Since 2008 Sotheby’s has supported the Tate Britain Commission, an annual exhibition that invites a leading contemporary artist to create a new large-scale work in response to the grand space of the Duveen Galleries at the heart of Tate Britain. This year’s commission is Forms in Space… by Light (in Time), a major new light installation by Cerith Wyn Evans. The sculpture is made from almost 2km of neon lighting, suspended from the ceiling and configured into straight lines, sweeping curves and spiralling forms.  Click ahead to find out more about this year’s installation and to see the previous major works that Sotheby’s has supported.

Cerith Wyn Evans
Forms in Space… by Light (in Time)

Tate Britain, 28 March–20 August

Tate Britain Commissions 2008–2017

  • © Cerith Wyn Evans. Photo: Jay Fenwick
    Cerith Wyn Evans,
    Forms in Space… by Light (in Time), 2017.
    The intricate structure of Evans' 'drawing in space ' comprises seemingly endless points of intersection, playing with the viewer's perspective. It can be viewed as a celestial map, encouraging visitors to orientate themselves within an environment full of potential meanings and connections.

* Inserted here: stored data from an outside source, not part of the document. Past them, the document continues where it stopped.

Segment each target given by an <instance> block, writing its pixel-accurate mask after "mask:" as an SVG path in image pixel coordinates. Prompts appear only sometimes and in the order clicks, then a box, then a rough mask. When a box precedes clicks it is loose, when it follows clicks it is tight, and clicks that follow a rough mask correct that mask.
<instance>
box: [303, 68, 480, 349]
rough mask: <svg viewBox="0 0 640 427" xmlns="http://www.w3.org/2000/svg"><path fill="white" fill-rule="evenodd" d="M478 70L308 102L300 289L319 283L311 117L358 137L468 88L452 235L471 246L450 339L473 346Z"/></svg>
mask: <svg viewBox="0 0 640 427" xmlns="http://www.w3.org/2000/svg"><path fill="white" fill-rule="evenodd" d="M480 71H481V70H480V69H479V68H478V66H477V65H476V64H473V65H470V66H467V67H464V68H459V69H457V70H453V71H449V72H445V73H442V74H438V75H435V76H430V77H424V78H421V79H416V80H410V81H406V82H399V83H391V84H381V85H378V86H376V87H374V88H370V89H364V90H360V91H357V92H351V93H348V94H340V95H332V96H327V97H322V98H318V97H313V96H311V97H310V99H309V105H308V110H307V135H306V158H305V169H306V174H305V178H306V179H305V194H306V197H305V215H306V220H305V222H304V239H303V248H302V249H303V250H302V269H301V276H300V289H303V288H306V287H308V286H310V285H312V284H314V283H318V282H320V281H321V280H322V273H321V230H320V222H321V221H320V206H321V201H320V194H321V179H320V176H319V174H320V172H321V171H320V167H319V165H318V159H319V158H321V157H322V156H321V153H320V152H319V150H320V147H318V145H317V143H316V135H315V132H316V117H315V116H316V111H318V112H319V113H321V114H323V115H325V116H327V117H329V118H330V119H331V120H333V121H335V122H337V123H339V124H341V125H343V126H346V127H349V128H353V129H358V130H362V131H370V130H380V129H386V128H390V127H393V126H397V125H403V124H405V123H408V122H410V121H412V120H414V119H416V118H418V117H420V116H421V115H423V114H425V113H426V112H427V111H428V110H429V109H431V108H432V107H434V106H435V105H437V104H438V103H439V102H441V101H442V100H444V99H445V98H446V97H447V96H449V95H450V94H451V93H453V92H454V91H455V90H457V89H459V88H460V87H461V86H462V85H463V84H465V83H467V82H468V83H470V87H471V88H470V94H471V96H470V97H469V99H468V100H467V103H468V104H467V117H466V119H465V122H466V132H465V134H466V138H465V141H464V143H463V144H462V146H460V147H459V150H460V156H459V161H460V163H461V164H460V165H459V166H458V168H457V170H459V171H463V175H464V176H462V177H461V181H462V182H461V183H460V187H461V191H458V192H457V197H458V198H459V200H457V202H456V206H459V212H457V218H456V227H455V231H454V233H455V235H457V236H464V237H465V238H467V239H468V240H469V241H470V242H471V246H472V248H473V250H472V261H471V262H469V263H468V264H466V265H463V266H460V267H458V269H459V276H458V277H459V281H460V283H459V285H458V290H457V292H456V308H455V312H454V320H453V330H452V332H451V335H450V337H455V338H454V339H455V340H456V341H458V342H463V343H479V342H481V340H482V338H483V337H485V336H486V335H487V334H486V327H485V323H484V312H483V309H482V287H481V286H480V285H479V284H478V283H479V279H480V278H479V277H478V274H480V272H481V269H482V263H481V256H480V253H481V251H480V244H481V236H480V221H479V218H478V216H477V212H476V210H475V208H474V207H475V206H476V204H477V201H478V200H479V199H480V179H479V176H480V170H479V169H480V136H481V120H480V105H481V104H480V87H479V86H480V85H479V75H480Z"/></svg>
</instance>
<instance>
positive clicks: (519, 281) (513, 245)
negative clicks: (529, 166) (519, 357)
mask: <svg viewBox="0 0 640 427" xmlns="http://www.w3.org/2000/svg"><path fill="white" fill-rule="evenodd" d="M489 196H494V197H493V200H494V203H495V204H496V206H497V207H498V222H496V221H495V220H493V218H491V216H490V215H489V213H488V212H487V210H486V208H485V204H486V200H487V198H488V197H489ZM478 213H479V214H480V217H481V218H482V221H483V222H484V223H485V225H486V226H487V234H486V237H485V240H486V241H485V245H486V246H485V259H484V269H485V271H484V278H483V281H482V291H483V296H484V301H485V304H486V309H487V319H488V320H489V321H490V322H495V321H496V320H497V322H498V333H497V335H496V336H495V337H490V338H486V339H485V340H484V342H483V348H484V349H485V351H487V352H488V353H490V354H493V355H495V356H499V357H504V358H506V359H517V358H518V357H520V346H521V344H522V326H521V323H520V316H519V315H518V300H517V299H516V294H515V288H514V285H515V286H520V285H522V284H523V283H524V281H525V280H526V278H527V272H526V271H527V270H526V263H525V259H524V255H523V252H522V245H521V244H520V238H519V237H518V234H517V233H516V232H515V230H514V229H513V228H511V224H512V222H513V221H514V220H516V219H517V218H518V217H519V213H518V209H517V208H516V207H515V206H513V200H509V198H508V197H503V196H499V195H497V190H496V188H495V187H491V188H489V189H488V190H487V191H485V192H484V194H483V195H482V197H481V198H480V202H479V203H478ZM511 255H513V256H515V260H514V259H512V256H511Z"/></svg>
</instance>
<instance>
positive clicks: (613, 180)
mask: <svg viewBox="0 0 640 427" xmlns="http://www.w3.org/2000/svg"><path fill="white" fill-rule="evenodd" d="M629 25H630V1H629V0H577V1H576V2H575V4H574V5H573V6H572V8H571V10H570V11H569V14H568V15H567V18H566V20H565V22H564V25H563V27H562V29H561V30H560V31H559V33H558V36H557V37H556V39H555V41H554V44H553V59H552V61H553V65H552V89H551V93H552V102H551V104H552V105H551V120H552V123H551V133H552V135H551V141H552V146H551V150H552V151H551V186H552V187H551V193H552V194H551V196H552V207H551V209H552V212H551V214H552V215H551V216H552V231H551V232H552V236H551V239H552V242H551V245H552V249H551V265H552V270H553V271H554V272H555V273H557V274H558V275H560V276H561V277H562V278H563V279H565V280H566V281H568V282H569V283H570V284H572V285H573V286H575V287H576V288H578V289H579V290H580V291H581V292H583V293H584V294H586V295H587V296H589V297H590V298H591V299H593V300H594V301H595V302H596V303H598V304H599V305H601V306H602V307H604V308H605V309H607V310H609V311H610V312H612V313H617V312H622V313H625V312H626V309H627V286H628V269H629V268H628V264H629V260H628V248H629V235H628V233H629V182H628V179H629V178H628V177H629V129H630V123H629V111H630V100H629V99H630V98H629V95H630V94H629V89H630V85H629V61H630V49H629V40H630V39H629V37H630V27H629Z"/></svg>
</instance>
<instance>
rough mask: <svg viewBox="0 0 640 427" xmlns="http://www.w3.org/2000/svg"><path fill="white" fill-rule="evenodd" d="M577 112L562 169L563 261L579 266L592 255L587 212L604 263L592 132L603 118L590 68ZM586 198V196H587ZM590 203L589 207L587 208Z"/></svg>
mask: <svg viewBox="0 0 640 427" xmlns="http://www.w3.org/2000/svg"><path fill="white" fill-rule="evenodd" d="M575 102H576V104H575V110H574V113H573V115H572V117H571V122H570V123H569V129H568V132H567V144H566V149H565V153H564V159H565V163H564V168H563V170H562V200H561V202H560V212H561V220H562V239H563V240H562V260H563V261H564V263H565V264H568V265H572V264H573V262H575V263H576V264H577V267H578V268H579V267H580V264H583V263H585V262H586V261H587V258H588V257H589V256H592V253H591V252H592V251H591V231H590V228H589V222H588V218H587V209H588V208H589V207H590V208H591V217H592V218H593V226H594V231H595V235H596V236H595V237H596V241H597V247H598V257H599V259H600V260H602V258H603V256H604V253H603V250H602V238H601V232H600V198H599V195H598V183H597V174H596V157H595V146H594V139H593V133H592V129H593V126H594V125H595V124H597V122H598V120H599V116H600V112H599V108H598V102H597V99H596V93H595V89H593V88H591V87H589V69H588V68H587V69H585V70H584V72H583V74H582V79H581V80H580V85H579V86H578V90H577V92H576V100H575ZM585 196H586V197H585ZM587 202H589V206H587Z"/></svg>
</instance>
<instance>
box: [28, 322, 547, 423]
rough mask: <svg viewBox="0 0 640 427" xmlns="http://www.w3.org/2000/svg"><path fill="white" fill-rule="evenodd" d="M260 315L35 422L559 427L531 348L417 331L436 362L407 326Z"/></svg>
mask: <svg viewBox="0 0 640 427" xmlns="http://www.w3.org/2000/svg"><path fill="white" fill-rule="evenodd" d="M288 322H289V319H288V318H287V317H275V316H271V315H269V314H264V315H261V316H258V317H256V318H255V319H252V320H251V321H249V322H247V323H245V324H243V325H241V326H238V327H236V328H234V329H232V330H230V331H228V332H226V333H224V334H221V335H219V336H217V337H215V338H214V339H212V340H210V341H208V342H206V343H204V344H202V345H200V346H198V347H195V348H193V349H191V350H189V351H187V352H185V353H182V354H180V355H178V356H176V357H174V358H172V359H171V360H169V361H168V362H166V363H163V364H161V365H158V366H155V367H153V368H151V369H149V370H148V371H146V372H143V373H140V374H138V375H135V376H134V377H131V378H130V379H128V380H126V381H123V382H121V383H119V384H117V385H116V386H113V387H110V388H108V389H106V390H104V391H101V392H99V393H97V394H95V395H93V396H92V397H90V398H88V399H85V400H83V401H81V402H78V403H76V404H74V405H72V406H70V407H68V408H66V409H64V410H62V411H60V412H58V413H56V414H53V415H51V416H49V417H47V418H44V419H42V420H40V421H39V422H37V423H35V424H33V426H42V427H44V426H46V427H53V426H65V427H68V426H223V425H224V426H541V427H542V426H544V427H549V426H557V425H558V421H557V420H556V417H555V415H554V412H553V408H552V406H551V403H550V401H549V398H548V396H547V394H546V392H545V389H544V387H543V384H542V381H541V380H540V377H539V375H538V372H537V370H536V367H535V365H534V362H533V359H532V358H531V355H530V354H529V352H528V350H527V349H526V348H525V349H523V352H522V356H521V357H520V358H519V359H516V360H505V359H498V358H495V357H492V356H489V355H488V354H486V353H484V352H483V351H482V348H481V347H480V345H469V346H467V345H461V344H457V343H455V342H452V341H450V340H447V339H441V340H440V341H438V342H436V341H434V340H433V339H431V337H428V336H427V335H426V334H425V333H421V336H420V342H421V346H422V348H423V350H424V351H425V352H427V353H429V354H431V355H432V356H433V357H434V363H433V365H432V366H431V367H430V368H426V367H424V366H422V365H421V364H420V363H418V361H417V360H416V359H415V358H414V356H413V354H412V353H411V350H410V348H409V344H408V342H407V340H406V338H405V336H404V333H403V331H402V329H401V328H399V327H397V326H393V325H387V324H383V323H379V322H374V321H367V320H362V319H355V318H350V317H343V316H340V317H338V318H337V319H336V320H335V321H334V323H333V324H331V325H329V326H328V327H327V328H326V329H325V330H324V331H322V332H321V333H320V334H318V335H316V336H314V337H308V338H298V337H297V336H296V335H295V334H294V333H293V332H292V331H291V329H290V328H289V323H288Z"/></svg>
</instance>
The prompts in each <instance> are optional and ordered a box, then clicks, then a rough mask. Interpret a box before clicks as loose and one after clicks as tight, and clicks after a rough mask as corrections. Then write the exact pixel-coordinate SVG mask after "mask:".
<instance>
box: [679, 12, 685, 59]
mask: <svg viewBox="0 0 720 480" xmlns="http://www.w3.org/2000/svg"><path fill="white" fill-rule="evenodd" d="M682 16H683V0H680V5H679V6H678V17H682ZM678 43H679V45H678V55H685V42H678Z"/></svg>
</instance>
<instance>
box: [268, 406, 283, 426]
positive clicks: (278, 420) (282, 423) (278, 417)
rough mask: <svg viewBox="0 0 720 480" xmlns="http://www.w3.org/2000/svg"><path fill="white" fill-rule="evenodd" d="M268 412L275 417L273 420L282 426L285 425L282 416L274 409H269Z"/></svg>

  • © Pablo Bronstein Photo: Brothertonlock
    Pablo Bronstein,
    Historical Dances in an Antique Setting, 2016.
    Inspired by the Baroque surroundings of Tate Britain's  Duveen galleries, Pablo Bronstein created a continuous live dance performance that mixed the past and the present.

  • © Christina Mackie. Photo: Lucy Dawkins, Tate Photography
    Christina Mackie,
    the filters, 2015.
    Mackie filled half of the exhibition space with 12-metre-high dipped silk nets suspended above pans of semi-crystalised dye to create an ethereal installation. The solidity of the building and sculpture contrasted with the fluidity of paint, while the nets were kept in a permanent state of flux by the changing light and colour in the galleries. 

  • © Phyllida Barlow. Photo: J Fernandes, Tate Photography
    Phyllida Barlow,
    dock, 2014.
    This 2014 work was, at the time, the artist's largest and most ambitious piece in London to date, inspired by Tate Britain’s location beside the River Thames. Barlow uses familiar objects from her surroundings to create tactile and seemingly unstable pieces that contrast with the permanence and traditions of monumental sculpture.

  • ©Simon Starling. Photo: Tate Photography
    Simon Starling,
    Phantom Ride, 2013.
    Visitors were invited to take a ‘rollercoaster ride on invisible rails’ through histories and memories of Tate Britain’s famous Duveen galleries in this 2013 work . Huge projection screens revealed significant artworks and events that previously occupied the space like ghostly apparitions.

  • ©Patrick Keller. Photo: Samuel Drake, Tate Photography
    Patrick Keller,
    The Robinson Institute, 2012
    The commission returned after a one-year break with Keller's 2012 work that considered the origins of the economic crisis. The piece used images of landmarks and locations in the English landscape to illustrate the development of capitalism.

  • ©Fiona Banner. Photo: Tate Photography
    Fiona Banner,
    Harrier and Jaguar, 2010.
    Banner used recently decommissioned fighter planes to represent the ‘opposite of language’ and brought body and machine into close proximity to explore the tension between the intellectual perception of the fighter plane and physical experience of the object.

  • ©Tate Photo: Sam Drake/Tate Photography
    Eva Rothschild,
    Cold Corners, 2009.
    The Dublin-born artist filled the space with a work that stretched over 70 metres, disrupting the grandeur of the galleries with its chaotic presence.

  • ©Martin Creed. Photo: Hugo Glendinning.
    Martin Creed,
    Work No. 850, 2008.
    Creed's work celebrated physicality and the human spirit by encouraging a runner to sprint as fast as they could through the gallery space every 30 seconds.